The Watershed Recreation Newsletter provides information about increased participation in DEP’s recreational boating program, which saw another 10 percent increase of paddlers in 2014, and it tells the story of a recent driftwood giveaway at Ashokan Reservoir that attracted some 200 artists and craftsmen from the watershed and the metropolitan area. Those who regularly use City-owned property for recreation will also find helpful safety tips and information on keeping their free DEP access permits and boat tags up to date.
Central to this year’s newsletter is a calendar of events that DEP will host throughout the year. More information on these events will be posted throughout the year on DEP’s watershed Facebook page. Some highlights include:
- May 23 – Wetlands Walk: DEP biologists will lead a tour of a wetland in Putnam County and share information about the unique plants and animals that call this habitat home.
- May 29 – Opening of the Rock Rift Trail: Join DEP and the Finger Lakes Trail Conference to open a new hiking trail that leads to a fire tower high above Cannonsville Reservoir.

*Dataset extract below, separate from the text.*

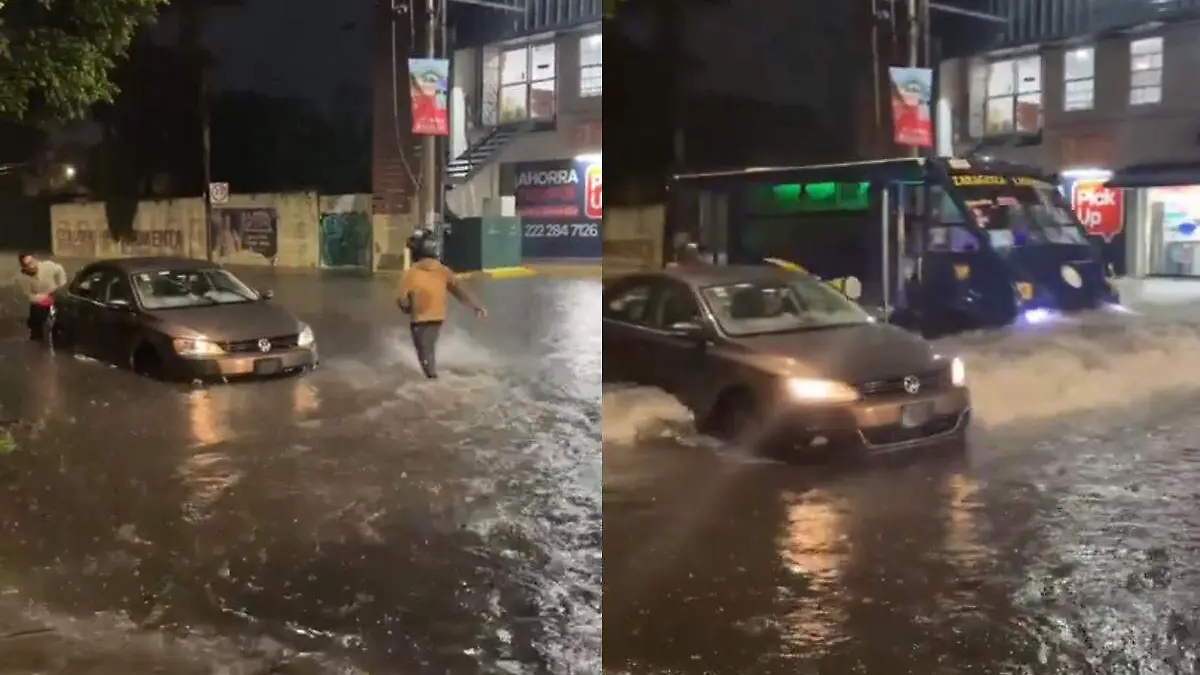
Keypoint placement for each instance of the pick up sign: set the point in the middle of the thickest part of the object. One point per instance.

- June – Opening of Bramley Mountain Trail: DEP and the Catskill Mountain Club will celebrate the opening of a new trail on Bramley Mountain in the Delaware County town of Delhi. The celebration will include a guided hike for the public.
- June 6 – Family Fishing Day at Lake Gleneida: Experts will teach kids how to fish, and bait and a limited number of fishing poles will be provided. Bring your own if you have them. This annual event is co-sponsored by New York State DEC.
- Aug. 15 – Wetlands Walk at Yankeetown Pond: Wetlands biologists will lead an educational tour of the bog at this site in the Ulster County town of Woodstock, focusing on the unique plants and animals that live in the wetland habitat.
- Sept. 19 – Family Fishing Day at Ashokan Reservoir: One of DEP’s most popular events. Experts will teach kids how to fish, and bait and a limited number of fishing poles will be provided. Bring y our own if you them. This event is also co-sponsored by the New York State DEC.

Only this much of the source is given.